China’s Cabinet Takes Steps to Support Jobs After Growth Slows

China’s economic slowdown is prompting Premier Li Keqiang to take steps to support job creation, backing up a pledge last month.

Pressure on employment is rising and China’s policies must become more proactive, according to a government statement after a State Council meeting led by Li on Tuesday. The cabinet announced measures including more tax breaks and subsidies to some enterprises that hire.

Li said last month that the nation will roll out more measures to support growth if employment is at risk. While the country’s booming service industries have helped generate jobs to offset the impact of a manufacturing slowdown, policy makers are showing concern that the weakening will spread, cutting banks’ reserve requirements by 1 percentage point earlier this week.

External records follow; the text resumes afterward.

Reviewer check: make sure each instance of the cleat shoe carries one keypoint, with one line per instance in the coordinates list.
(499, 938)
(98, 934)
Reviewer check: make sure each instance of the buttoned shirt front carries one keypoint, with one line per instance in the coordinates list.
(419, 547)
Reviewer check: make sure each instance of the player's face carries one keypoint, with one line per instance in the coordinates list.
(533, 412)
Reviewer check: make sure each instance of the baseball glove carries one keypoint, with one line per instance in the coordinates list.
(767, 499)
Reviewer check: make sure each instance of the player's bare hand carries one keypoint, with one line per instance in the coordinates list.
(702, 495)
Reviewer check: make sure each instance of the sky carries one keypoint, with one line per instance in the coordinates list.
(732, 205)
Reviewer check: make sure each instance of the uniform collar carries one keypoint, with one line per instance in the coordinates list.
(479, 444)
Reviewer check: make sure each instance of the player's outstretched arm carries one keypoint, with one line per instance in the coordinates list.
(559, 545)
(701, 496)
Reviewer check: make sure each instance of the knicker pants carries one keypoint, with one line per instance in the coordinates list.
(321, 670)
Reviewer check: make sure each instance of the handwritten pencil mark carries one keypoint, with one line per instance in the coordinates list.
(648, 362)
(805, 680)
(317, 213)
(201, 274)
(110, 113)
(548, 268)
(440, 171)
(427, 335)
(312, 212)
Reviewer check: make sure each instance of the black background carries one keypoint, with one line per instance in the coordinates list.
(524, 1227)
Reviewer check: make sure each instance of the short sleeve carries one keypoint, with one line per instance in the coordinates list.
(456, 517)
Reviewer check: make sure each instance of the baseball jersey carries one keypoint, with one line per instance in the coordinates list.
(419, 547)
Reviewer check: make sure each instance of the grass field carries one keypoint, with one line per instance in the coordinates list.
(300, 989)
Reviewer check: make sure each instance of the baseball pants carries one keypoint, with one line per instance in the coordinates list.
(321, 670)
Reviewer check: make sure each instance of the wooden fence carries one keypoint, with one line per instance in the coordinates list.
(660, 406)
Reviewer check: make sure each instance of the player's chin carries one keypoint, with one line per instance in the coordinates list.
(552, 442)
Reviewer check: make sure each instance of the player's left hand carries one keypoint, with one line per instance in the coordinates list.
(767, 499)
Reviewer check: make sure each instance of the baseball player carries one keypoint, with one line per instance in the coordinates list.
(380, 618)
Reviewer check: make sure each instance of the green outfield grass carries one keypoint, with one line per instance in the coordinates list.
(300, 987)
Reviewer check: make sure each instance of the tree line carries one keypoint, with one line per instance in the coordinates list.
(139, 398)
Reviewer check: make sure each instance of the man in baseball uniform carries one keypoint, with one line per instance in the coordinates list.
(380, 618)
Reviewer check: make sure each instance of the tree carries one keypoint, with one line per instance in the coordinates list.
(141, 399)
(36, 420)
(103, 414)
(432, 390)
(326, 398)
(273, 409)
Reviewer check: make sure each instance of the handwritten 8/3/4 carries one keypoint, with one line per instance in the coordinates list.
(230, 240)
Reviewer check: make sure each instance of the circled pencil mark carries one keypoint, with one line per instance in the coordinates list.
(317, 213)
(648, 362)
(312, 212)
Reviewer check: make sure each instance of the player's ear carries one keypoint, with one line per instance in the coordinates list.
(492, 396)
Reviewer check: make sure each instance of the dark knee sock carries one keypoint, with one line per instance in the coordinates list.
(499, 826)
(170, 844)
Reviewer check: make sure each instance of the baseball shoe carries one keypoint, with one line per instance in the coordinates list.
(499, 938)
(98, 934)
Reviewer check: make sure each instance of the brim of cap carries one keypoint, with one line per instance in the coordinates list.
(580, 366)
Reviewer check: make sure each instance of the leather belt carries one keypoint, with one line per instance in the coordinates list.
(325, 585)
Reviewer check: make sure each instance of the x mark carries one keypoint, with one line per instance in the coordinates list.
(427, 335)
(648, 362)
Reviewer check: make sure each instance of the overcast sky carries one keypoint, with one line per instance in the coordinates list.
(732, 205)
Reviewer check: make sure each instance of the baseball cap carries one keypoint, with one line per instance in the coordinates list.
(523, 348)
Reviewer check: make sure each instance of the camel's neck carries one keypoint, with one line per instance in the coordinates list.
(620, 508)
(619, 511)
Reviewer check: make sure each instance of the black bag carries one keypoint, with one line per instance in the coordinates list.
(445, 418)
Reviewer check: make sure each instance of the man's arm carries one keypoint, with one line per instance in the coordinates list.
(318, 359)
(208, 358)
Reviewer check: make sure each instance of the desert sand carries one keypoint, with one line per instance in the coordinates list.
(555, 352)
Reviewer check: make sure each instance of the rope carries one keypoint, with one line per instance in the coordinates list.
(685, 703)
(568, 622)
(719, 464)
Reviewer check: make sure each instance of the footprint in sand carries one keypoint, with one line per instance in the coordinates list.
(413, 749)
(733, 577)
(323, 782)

“Through multiple measures, we will ensure the achievement of the full-year target,” according to the statement. China has a goal of creating 10 million urban jobs in 2015; it exceeded the same target last year by 3.2 million.

China will also support technical professionals and rural residents in starting their own businesses, according to the statement.

Because employment is a lagging indicator compared with industrial output or investment, policy makers seek to avoid acting too late before jobs are eliminated. China’s labor market is difficult to gauge because the government doesn’t regularly publish a survey-based unemployment rate comparable to the U.S.’s, and the official jobless rate for registered residents barely fluctuates.

The ratio of jobs available to job seekers dropped to 1.12 in the first quarter from 1.15 in the October-December period, indicating the labor market is getting slightly weaker, according to a statement from the Ministry of Human Resources and Social Security on Monday.

China’s economy grew 7 percent in the first quarter from a year earlier, the slowest pace since 2009, data showed last week.